The pair of old spices I find irresistible is saffron and cinnamon. I don’t think that there can be any
thing—rice, chicken stew, flank-steak braise, even a tuna in tomato sauce—that isn’t better for having a touch of saffron and cinnamon. How did they come home? By way of North Africa, of course, where they were never lost. So I take lamb—I like gigot for roasting, of course, but lamb shoulder braises best. And here’s the thing: with this dish, with the dark, dense spices, it doesn’t really matter if you brown the lamb first or not. I know, that doesn’t make sense—it violates the cook’s first law, that browning at length is the key to “caramelizing” and to making things tender. We have a mental image, I think, that sounds right: the brown crust “seals in” juiciness. Of course, anyone who actually braises and stews stuff knows that juiciness isn’t sealed in. It leaks out, right out into the bouillon, which is why the bouillon tastes so good. Reducing the bouillon is what makes the thing great. It’s simply the taste of the browning we like best, and, if your nose and mouth have enough else to occupy them, it doesn’t matter. So you… just throw the things together. Two to three pounds of lamb chunks, and an onion, peeled but not chopped, and the holy trinity of cilantro, basil, and mint tied together—if it gets loose you have to strain it afterward, which is just a small step, but still—and a fresh fragrant stick of cinnamon, broken in two, with each half stuck in on either side of the lamb chunks.

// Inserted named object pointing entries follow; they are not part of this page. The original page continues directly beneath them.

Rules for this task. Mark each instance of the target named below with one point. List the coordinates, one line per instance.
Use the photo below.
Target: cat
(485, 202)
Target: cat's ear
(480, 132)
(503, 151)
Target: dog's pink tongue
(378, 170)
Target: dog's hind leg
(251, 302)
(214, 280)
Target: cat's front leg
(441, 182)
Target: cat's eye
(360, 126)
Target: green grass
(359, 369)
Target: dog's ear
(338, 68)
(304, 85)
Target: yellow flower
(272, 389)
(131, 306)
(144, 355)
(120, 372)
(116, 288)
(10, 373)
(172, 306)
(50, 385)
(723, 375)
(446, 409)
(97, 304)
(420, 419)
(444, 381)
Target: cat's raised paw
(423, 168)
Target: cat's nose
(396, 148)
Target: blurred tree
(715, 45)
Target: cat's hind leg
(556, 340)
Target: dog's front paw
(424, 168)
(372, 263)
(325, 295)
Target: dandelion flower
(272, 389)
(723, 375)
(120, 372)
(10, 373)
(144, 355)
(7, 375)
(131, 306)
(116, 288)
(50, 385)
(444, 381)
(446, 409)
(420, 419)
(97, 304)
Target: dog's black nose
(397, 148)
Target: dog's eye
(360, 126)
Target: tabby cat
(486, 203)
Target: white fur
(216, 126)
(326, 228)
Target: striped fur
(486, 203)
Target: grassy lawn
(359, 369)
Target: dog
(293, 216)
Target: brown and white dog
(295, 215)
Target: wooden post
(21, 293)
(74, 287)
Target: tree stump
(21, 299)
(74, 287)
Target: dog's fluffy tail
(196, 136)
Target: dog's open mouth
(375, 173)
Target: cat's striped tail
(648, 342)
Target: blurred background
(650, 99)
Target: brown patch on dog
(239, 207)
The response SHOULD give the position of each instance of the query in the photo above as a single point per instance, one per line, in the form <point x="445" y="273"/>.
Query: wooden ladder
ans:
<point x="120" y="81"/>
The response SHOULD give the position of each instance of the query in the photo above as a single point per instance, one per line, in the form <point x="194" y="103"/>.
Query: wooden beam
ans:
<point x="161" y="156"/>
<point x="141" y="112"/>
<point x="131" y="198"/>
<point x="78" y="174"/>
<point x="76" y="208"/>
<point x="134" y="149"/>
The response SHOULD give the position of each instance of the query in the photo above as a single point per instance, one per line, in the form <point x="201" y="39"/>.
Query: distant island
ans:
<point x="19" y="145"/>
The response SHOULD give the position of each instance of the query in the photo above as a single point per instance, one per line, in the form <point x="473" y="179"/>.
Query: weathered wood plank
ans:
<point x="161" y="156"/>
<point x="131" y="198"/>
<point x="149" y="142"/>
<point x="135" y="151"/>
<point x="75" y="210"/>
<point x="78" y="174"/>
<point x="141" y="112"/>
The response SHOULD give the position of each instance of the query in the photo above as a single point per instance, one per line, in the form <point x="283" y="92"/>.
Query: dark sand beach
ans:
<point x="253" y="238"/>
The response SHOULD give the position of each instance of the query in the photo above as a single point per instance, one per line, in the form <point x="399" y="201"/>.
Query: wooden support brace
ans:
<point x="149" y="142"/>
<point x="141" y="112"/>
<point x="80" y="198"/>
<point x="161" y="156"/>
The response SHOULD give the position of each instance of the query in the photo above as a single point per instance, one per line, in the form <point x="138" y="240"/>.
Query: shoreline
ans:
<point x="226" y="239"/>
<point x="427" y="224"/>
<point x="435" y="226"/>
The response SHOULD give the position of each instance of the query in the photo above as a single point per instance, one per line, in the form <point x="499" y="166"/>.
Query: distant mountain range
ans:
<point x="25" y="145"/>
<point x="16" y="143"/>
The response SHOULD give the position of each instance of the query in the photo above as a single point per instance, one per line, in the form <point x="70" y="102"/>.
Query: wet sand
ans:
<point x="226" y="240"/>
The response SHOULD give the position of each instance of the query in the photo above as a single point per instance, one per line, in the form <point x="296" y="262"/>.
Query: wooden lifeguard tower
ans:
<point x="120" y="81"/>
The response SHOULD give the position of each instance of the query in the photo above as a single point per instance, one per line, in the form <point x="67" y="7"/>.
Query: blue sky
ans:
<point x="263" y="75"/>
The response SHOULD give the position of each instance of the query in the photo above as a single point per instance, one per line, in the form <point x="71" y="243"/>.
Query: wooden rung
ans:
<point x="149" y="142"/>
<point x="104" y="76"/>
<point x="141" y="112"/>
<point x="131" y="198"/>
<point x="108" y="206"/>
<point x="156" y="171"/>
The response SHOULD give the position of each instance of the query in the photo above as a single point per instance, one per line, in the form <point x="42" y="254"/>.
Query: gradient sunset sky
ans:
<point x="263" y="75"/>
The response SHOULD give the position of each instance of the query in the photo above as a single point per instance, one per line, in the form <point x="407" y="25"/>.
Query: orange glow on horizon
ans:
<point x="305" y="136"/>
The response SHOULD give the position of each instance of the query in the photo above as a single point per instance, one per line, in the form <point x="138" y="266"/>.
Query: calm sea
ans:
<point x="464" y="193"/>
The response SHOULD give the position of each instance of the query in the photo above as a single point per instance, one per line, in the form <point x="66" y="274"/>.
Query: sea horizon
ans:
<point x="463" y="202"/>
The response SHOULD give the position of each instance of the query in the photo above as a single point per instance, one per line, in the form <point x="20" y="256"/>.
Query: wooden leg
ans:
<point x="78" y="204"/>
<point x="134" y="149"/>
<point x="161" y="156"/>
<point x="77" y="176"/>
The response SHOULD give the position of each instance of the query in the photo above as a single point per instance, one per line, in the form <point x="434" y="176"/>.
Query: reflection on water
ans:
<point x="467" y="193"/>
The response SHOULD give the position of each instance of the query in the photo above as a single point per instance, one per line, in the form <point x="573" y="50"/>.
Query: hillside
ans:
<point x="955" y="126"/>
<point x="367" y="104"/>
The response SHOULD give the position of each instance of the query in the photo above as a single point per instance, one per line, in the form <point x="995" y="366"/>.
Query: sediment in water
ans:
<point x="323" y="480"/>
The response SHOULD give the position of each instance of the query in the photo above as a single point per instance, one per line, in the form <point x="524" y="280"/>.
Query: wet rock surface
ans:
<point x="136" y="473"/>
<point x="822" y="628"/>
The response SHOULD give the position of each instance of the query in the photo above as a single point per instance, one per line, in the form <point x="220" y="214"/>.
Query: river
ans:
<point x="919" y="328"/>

Yes, yes, I know: there are many different kinds of cinnamon. There is the true cinnamon of Sri Lanka, the strong Saigon cinnamon, and a kind of strange Chinese relation, cassia. I like to go down to Kalustyan’s on Lexington Avenue and shop for spices, make notes on the varieties and verities. Now that all the record stores are closed, and the bookstores are closing—oh God, you caught only the very beginnings of the record industry, and can’t imagine the glory of the record store at its height!—the spice stores are the last browsing places left. If we were truly virtuous, we would smell and taste each kind, and note the differences—I’m sure they exist—and do a cinnamon tasting, as, at the fancy places now, they do tastings of red volcanic salt against black basalt salt, or whatever.